I don't have that problem. :eeps:  :rofl:


----------



## cantona7 (Apr 8, 2004)

*Silver Gray Coupe = Gorgeous*



mafranz1 said:


> Thanks for all the feedback (everyone). I'm leaning toward the coupe because of looks, more impressive cockpit, and uniqueness. I'm going to take ED this summer (lease). A friend will be joining me for a month of cruising around Europe. I'm very psyched.
> My folks may join us for the last week -- definitely making 4 doors more attractive -- but it's hard to justify the decision to go for a sedan based on 1 week of need. Still pondering the issue . . .
> 
> By the way (off topic), TLudwig, can you email/post some photos of your car. I'm tring to decide between silver grey and titanium silver. How do you like the silver cube? I'm leaning toward black with alcantara cloth.


Here are some pics of Silver Gray coupes, if you still haven't decided yet. Obviously, neither sniper nor I have the ZHP package, but it should give you a pretty good idea of what the color looks like in bright sunshine.

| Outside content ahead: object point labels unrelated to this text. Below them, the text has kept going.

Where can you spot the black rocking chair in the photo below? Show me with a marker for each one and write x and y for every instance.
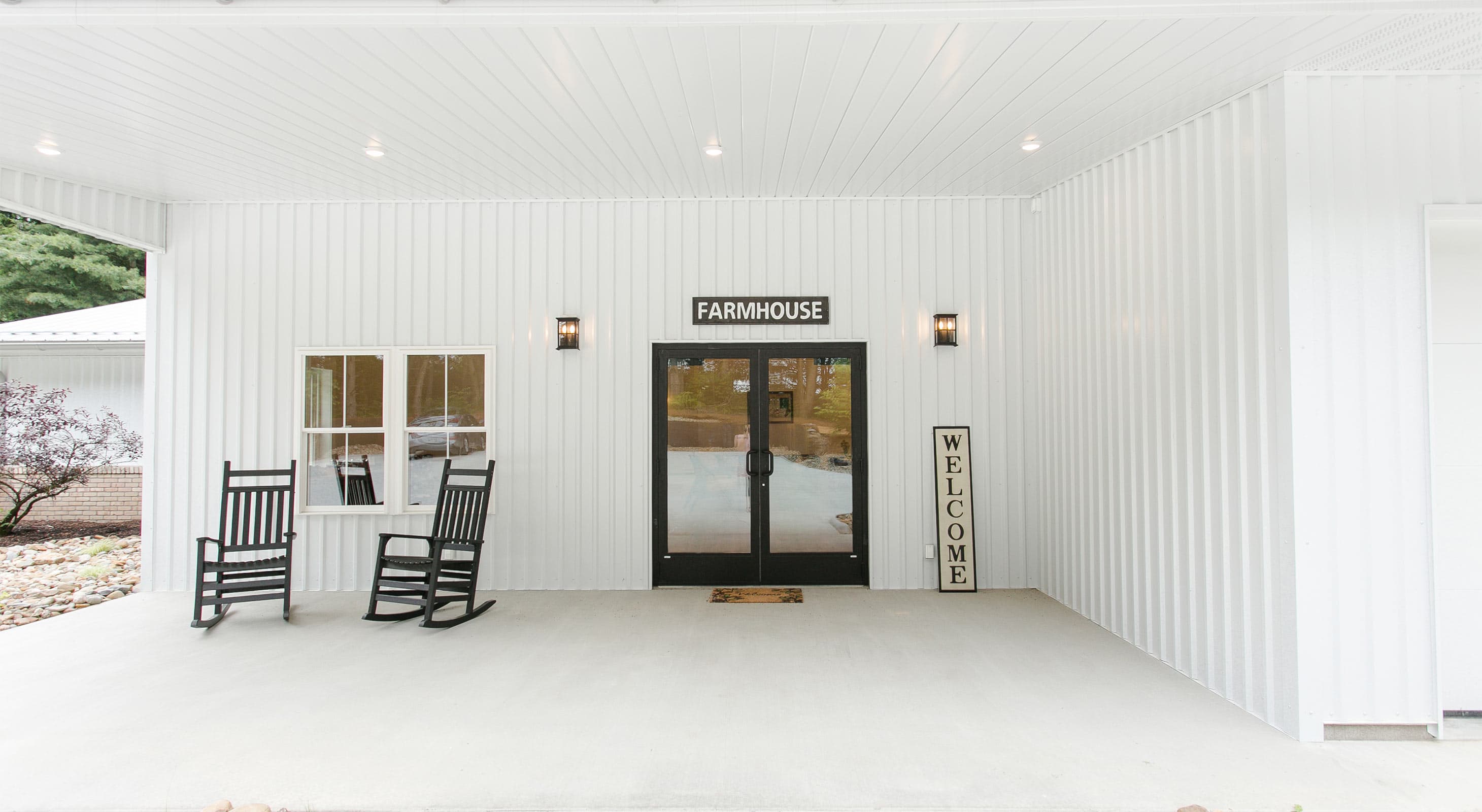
(457, 526)
(356, 485)
(255, 519)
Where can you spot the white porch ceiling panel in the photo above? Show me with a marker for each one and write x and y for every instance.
(284, 113)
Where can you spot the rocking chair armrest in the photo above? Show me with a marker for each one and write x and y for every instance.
(405, 535)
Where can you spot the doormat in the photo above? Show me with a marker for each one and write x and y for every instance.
(756, 595)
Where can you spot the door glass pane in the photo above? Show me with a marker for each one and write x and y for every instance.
(810, 423)
(708, 437)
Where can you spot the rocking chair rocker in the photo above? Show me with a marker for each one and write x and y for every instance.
(457, 526)
(254, 519)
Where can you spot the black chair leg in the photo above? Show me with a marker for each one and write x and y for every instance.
(432, 584)
(288, 583)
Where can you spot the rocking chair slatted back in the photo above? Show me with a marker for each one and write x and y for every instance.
(257, 513)
(463, 509)
(356, 485)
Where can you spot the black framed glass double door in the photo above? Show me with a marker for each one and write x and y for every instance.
(759, 464)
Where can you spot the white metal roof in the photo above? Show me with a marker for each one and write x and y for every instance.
(118, 322)
(263, 100)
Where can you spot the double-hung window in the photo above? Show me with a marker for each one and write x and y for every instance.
(380, 423)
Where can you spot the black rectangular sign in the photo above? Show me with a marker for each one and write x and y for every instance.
(761, 310)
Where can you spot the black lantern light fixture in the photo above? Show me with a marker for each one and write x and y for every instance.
(946, 328)
(568, 332)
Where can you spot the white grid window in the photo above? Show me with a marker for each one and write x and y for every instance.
(380, 423)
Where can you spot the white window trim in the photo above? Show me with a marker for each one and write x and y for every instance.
(393, 417)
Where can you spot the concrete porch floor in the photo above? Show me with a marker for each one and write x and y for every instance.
(854, 698)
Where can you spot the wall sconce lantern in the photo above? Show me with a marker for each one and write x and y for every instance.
(568, 332)
(946, 328)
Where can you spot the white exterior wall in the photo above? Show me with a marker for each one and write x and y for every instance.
(1162, 380)
(1365, 153)
(98, 380)
(245, 285)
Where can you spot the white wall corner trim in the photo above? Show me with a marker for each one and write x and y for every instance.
(110, 215)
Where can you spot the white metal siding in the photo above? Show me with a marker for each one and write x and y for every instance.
(1162, 384)
(97, 381)
(245, 285)
(1365, 153)
(112, 215)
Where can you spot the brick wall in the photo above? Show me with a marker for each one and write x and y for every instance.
(113, 494)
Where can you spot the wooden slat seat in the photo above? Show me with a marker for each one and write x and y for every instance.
(408, 562)
(278, 562)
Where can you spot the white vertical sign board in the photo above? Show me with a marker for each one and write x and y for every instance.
(956, 558)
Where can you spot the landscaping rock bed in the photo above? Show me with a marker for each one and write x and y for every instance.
(63, 576)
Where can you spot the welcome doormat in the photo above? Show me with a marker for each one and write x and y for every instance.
(756, 595)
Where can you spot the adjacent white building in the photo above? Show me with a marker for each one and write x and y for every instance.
(95, 353)
(1186, 252)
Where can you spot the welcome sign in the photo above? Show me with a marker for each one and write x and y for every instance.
(761, 310)
(956, 558)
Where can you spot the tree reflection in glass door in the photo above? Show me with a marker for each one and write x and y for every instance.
(810, 424)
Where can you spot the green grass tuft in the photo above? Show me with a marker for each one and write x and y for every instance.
(94, 572)
(100, 547)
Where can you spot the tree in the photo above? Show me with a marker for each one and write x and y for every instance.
(46, 448)
(46, 268)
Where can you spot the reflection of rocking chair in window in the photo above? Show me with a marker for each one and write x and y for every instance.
(356, 485)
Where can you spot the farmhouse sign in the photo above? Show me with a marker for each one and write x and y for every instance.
(761, 310)
(956, 559)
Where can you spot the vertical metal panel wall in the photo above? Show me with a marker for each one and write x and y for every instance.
(1367, 152)
(113, 380)
(1162, 390)
(244, 285)
(113, 215)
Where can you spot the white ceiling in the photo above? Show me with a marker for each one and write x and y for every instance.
(903, 109)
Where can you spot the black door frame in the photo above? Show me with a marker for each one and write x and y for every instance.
(762, 566)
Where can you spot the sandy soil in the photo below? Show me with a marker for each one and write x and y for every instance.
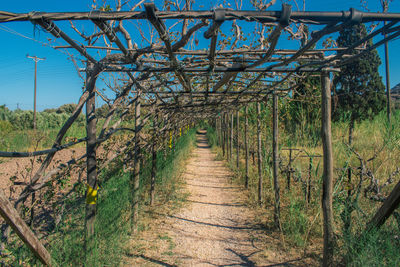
(215, 228)
(22, 169)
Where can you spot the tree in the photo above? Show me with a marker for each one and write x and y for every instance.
(358, 88)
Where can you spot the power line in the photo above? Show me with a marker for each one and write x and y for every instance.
(36, 59)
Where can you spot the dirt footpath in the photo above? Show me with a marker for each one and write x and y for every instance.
(215, 228)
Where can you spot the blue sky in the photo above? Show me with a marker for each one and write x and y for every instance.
(58, 82)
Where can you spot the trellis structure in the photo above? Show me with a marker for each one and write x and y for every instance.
(183, 84)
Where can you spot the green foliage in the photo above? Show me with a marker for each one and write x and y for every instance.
(295, 222)
(5, 127)
(114, 206)
(4, 113)
(359, 90)
(376, 248)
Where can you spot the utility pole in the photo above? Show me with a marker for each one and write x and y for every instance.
(36, 59)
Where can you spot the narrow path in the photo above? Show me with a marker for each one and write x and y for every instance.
(215, 227)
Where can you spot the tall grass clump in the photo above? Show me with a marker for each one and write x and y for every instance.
(65, 232)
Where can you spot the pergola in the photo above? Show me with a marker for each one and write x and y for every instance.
(181, 83)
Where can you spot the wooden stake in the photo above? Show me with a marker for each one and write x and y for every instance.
(275, 160)
(259, 159)
(327, 185)
(11, 216)
(246, 147)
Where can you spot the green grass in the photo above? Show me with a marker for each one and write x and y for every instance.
(112, 228)
(301, 222)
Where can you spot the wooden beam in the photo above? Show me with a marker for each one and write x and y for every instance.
(52, 28)
(11, 216)
(255, 16)
(161, 29)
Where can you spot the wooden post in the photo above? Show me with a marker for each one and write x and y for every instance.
(388, 97)
(227, 134)
(220, 131)
(223, 134)
(91, 162)
(259, 160)
(153, 163)
(275, 159)
(237, 140)
(11, 216)
(135, 178)
(327, 185)
(309, 180)
(289, 173)
(246, 147)
(232, 140)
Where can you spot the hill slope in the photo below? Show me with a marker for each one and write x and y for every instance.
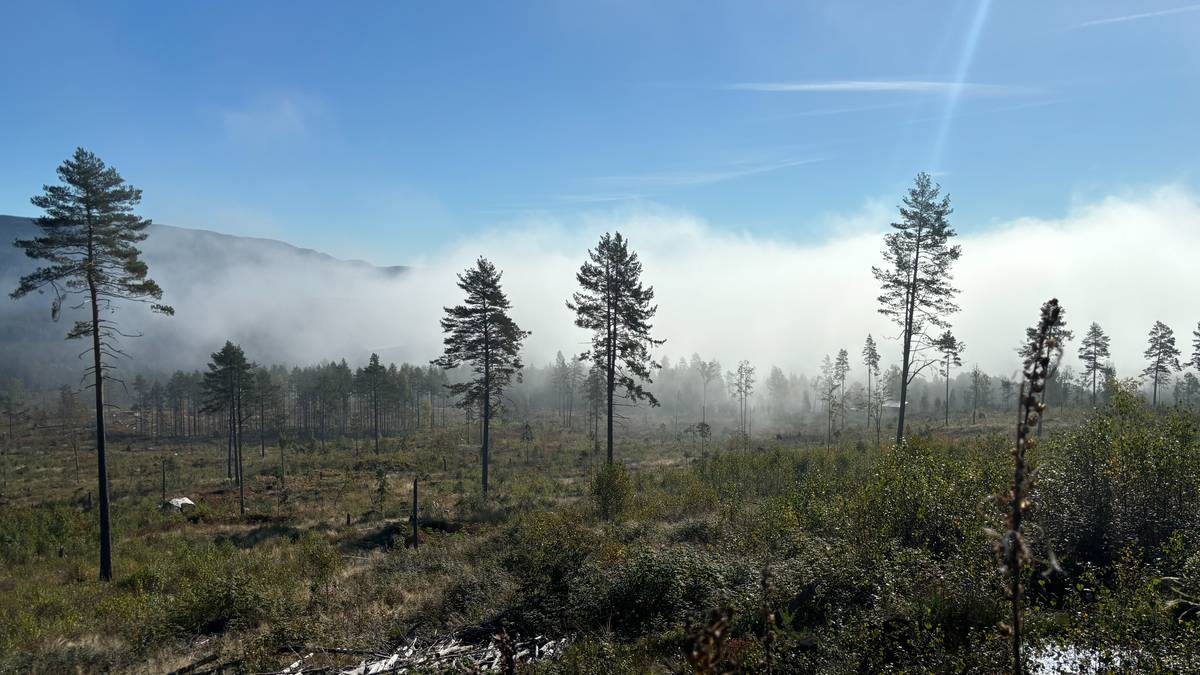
(252, 291)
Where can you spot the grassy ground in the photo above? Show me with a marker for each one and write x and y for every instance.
(828, 559)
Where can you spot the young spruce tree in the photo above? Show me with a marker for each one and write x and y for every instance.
(1163, 354)
(481, 334)
(89, 237)
(616, 308)
(916, 279)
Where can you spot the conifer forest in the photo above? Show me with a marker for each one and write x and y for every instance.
(463, 353)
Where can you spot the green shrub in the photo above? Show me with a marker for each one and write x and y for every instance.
(611, 491)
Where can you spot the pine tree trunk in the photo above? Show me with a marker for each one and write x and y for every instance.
(106, 543)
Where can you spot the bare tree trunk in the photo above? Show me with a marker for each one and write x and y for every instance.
(106, 542)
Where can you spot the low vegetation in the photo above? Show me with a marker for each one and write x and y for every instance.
(799, 559)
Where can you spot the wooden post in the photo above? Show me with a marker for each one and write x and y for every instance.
(414, 514)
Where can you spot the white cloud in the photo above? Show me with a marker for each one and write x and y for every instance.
(706, 175)
(1139, 16)
(1123, 262)
(268, 119)
(869, 85)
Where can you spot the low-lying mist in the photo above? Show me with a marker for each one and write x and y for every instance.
(1123, 262)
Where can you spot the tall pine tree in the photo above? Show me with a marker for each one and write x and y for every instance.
(871, 360)
(951, 350)
(89, 236)
(1093, 352)
(615, 305)
(481, 334)
(917, 293)
(228, 383)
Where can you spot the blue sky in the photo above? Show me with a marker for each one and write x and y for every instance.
(389, 131)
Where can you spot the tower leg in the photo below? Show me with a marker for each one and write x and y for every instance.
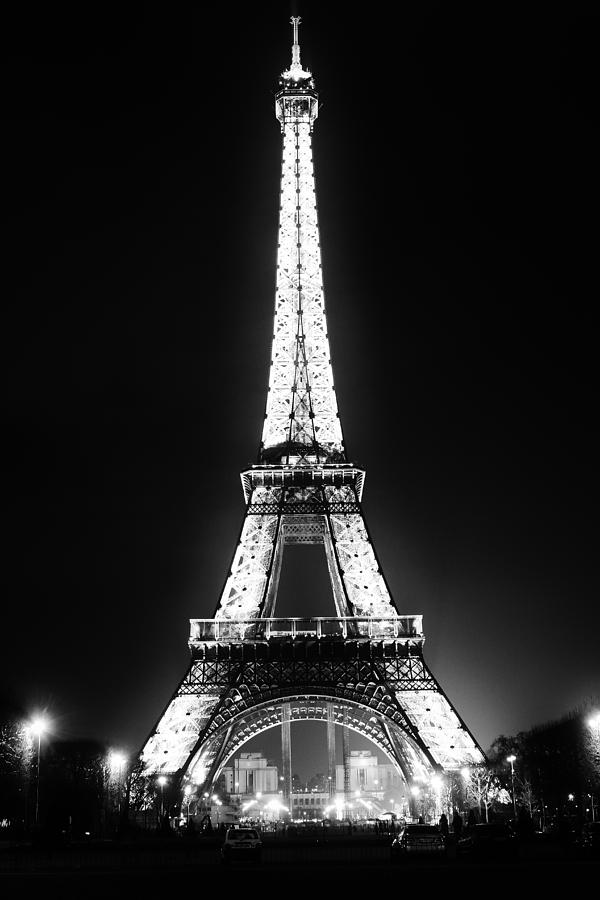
(331, 769)
(346, 754)
(286, 754)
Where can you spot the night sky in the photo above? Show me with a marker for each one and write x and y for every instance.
(456, 157)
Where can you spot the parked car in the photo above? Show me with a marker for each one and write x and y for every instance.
(418, 840)
(240, 844)
(488, 839)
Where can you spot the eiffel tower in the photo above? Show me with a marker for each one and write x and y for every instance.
(362, 669)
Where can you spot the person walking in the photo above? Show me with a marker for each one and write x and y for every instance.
(456, 824)
(444, 826)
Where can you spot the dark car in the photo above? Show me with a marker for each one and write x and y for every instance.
(418, 841)
(240, 844)
(489, 839)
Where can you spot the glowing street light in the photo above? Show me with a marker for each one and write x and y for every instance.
(117, 762)
(188, 796)
(511, 760)
(38, 726)
(162, 780)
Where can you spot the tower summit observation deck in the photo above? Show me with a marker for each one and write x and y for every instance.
(362, 669)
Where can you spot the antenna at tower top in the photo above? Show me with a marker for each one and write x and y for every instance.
(295, 20)
(295, 71)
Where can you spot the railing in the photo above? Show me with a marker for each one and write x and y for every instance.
(396, 627)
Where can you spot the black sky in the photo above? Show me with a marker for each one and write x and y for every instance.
(457, 183)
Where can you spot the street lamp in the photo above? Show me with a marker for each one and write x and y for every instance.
(38, 727)
(117, 761)
(162, 780)
(188, 794)
(511, 760)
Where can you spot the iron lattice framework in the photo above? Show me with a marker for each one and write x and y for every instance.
(250, 671)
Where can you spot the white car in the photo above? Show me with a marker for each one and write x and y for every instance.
(242, 843)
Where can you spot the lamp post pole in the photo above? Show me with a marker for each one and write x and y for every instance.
(37, 727)
(511, 760)
(37, 780)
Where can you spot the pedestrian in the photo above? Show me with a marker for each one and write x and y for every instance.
(457, 824)
(444, 825)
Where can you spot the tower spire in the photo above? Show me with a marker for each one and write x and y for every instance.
(295, 20)
(295, 71)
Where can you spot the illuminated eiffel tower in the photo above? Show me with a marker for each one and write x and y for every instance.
(363, 669)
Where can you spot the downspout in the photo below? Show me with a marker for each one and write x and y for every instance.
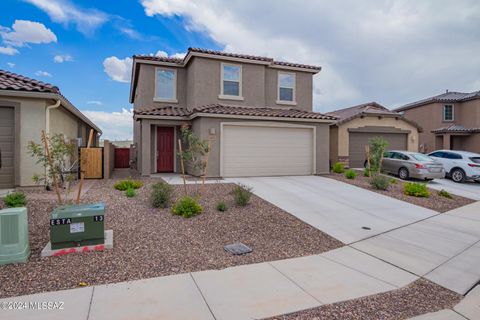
(47, 115)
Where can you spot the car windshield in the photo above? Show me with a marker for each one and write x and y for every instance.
(421, 157)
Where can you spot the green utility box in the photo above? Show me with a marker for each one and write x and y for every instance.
(14, 245)
(77, 225)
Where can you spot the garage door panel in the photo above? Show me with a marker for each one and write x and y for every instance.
(358, 141)
(264, 151)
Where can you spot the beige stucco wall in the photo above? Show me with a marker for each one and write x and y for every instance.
(343, 134)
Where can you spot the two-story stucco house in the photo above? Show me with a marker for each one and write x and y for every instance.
(450, 121)
(257, 113)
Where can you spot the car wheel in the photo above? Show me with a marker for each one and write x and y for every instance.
(458, 175)
(403, 173)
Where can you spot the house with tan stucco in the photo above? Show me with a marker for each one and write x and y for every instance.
(256, 112)
(356, 125)
(28, 106)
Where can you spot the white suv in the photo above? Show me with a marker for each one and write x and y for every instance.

http://www.bimmerfest.com/forums/showthread.php?t=59790


----------



## NASA43 (Jul 19, 2003)

I have teenagers that I take to school and haul around so sedan was an easy choice for me. However, I would probably still get the sedan without the teens, I like the look of it better. Regarding the moldings, I think the black moldings enhance the look of certain colors, such as Titanium Silver, Silver Gray, and Steel Blue. Personally, I don't really like the black moldings with red or imola red. I came very close to getting Silver Gray.


----------



## mafranz1 (Apr 20, 2004)

cantona7 said:


> Here are some pics of Silver Gray coupes, if you still haven't decided yet. Obviously, neither sniper nor I have the ZHP package, but it should give you a pretty good idea of what the color looks like in bright sunshine.
> 
> http://www.bimmerfest.com/forums/showthread.php?t=59790


Thanks for posting those photos. It looks great in the sushine. As I'm in Portland, OR, I think mine often will be under a thick layer of clouds. I do like that color better in the coupe, too.


----------



## olmy (Jun 1, 2003)

This, as has been pointed out before, is a very personal decision and just comes down to what YOU like better. For me, it is the coupe, no contest. The sedan looks great, however, the coupe looks better and I really like the extended peripheral view allowed by the absence of the “B-Pillar”.

Btw, for those people worried about the stiffness of the coupe, AC Schnitzer or the like will gladly sell you a rear strut/shock tower brace that should add back much that was taken out via the folding rear seats.


----------



## JetBlack330i (Feb 8, 2002)

olmy said:


> Btw, for those people worried about the stiffness of the coupe, AC Schnitzer or the like will gladly sell you a rear strut/shock tower brace that should add back much that was taken out via the folding rear seats.


That can't be true...
A strut bar ties the suspension (L and R) together, improving flexing in ONE out of 6 (I think) possible degrees of movement.
It does nothing for body flexing. :dunno:


----------



## Taco (Aug 26, 2003)

ajt819 said:


> IMO, I think the black moldings take away from the overall aesthetics of the car. Here are some pictures of a ZHP sedan with painted moldings. Looks much better than the black...


Holy crap that's awesome, looks much better than the black moldings. What paint did you use to match the SG?


----------